In document Letters to Gail Two (Page 184-188)

July 1, 1963 Dear Gail:

The subject is the fifth spiritual problem, “Who Is To Tell One What The Will Of God Might Be?” A subject which has baffled so many and yet is so simple. The answer is actually through intuition, but it cannot be a simple answer to most of us if we are not in the position to recognize what is the Will of God, and what is not.

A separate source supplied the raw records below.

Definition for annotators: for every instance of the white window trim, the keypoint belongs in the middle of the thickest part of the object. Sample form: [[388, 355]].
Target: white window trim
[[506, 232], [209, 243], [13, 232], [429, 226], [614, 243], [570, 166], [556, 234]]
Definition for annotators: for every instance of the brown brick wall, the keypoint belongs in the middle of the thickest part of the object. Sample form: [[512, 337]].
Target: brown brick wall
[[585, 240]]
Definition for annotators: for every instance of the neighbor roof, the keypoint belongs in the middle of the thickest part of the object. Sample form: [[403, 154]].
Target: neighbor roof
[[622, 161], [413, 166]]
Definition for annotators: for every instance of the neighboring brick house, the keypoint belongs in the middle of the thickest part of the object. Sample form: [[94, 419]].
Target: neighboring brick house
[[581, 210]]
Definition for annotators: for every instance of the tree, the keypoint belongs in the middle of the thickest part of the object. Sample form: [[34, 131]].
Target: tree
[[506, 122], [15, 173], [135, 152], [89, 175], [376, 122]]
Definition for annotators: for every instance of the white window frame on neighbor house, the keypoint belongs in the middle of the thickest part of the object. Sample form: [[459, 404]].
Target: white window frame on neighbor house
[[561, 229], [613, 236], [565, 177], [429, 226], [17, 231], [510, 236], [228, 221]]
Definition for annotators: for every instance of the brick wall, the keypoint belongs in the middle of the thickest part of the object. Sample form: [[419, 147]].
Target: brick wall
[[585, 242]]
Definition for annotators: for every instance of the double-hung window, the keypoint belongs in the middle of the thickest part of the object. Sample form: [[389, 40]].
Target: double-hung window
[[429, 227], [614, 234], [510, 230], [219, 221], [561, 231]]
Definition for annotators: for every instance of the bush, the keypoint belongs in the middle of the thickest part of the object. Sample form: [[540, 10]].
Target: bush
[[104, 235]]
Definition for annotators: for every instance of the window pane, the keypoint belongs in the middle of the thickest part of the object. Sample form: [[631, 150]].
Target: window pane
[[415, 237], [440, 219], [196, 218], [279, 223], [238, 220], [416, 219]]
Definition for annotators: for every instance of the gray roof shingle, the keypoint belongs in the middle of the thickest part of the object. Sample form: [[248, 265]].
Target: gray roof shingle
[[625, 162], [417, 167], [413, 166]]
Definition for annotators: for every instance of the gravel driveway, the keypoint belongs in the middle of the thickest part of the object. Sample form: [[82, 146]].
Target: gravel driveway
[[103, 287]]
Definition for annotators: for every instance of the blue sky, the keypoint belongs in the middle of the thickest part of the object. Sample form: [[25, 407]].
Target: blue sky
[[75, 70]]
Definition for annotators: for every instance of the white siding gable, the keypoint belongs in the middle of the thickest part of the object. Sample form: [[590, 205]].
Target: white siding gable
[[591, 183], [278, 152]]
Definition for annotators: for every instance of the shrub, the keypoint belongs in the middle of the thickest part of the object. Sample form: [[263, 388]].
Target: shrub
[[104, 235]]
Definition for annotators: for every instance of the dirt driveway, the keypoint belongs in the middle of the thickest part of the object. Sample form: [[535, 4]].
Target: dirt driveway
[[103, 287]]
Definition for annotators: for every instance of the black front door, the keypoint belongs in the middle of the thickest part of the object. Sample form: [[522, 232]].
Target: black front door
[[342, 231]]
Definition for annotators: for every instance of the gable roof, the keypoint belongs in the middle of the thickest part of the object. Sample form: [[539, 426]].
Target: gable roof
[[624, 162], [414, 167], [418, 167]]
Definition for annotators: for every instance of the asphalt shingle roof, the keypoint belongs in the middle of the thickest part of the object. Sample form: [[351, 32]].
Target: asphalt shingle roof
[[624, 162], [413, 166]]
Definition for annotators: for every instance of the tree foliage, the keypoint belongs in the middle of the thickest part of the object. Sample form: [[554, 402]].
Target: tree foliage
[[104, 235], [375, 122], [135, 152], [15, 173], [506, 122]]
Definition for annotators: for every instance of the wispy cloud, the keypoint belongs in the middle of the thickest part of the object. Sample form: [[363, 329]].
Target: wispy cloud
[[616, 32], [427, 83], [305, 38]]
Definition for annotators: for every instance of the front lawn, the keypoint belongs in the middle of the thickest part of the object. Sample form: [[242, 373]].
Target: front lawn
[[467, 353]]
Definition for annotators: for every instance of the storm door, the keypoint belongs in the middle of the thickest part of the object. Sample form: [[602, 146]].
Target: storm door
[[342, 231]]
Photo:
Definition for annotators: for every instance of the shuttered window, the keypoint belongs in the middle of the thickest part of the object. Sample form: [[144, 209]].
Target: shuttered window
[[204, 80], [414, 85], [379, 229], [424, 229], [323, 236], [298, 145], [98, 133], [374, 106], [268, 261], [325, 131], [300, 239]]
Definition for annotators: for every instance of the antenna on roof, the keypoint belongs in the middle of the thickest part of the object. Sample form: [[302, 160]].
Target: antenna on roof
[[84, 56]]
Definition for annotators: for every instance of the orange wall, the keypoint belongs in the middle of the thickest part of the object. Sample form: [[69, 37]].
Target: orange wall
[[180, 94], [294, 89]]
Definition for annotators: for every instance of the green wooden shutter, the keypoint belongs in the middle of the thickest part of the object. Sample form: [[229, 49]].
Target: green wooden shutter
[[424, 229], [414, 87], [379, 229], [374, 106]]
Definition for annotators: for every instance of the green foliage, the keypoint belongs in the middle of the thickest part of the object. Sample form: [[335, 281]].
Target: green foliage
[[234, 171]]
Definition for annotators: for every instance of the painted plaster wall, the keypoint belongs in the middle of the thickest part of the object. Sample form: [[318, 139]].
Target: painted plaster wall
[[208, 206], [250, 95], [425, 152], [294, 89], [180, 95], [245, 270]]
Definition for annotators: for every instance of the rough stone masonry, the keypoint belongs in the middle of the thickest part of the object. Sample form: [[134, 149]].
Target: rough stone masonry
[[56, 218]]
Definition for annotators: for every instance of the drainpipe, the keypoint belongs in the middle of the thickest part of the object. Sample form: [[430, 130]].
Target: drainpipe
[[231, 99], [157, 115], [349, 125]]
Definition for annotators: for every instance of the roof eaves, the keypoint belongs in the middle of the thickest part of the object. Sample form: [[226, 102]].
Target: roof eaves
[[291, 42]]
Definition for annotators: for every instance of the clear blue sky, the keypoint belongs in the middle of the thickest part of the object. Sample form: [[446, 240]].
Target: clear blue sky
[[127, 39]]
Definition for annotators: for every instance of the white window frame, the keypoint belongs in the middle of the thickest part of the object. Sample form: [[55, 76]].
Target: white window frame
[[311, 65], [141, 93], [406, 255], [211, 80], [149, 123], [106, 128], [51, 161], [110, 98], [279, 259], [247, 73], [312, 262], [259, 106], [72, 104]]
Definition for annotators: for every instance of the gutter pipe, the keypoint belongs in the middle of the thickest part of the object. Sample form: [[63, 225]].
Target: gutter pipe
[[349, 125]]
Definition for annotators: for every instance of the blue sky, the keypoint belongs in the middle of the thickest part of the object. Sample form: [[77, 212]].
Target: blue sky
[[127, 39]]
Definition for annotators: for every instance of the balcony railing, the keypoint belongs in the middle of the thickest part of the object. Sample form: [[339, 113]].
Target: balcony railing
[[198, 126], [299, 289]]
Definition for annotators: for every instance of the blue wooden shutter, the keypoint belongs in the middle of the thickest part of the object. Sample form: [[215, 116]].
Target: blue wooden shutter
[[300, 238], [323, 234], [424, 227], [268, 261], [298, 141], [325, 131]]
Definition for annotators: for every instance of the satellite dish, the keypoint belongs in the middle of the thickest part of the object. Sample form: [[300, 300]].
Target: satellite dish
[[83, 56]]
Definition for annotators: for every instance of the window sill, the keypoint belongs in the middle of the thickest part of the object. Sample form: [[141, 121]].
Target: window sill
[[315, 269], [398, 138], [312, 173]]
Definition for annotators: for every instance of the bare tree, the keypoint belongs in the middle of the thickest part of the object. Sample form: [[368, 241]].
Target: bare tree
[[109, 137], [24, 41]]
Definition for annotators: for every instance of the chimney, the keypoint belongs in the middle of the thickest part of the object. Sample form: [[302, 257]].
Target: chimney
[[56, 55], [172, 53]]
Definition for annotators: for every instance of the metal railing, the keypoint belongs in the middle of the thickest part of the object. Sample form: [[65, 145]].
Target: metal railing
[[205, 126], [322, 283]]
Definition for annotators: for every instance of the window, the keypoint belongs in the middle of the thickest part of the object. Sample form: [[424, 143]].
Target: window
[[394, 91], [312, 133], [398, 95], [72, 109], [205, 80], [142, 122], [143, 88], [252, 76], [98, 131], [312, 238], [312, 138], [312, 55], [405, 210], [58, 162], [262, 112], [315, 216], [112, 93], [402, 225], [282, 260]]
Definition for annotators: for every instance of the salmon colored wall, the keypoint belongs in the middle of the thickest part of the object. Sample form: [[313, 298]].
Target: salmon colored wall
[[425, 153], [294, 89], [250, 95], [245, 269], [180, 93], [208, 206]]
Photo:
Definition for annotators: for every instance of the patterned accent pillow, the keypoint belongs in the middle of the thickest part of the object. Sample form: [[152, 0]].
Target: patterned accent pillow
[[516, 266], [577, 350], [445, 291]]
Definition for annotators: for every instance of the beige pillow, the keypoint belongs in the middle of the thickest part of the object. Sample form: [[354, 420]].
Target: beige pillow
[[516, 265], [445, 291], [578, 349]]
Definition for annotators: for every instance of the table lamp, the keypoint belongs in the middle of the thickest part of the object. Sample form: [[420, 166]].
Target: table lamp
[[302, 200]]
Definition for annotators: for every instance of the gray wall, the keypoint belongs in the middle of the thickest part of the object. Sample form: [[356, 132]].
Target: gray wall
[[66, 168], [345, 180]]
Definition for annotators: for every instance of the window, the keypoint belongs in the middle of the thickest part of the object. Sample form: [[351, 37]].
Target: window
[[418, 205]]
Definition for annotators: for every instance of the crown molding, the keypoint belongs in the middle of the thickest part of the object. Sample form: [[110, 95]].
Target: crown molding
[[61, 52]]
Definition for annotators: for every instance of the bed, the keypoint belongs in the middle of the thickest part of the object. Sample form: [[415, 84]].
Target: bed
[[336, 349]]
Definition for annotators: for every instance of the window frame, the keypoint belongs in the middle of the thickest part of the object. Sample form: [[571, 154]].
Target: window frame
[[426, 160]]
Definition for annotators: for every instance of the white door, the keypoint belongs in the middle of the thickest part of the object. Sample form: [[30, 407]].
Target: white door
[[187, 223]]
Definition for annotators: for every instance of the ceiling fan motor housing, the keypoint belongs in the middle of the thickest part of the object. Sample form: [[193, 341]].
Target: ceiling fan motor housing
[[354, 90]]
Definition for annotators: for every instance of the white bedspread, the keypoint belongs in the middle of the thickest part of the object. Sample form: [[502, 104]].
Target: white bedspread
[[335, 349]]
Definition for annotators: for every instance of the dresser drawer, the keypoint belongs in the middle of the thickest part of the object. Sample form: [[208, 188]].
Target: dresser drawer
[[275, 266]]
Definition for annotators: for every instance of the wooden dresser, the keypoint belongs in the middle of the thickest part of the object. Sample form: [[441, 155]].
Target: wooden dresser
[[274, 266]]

Briefly, I will discuss the lower self so that you can get a better understanding of what you might be following or listening to within, and it may not be right. According to Freud (I think it is best to use his theory at this point about the divisions of the mind) we have three sections of the psyche or mind: superego, ego and id. The superego is that part of the psyche which is the conscience, the traditions, parental influence, carries on vicariously the expectations of man’s higher nature, the censorship on morals. The ego is that part of the psyche which is self-assertive, self-preserving tendency, and extrovertive. The id which is the reactive mind, the mass tendency of the lower mind, carnal mind, and the coarse, crude instincts. There is another part of this study called the libido, which is the sexual drive, the energy, motive, force, desire as arising from sex instinct or the primal urge to live.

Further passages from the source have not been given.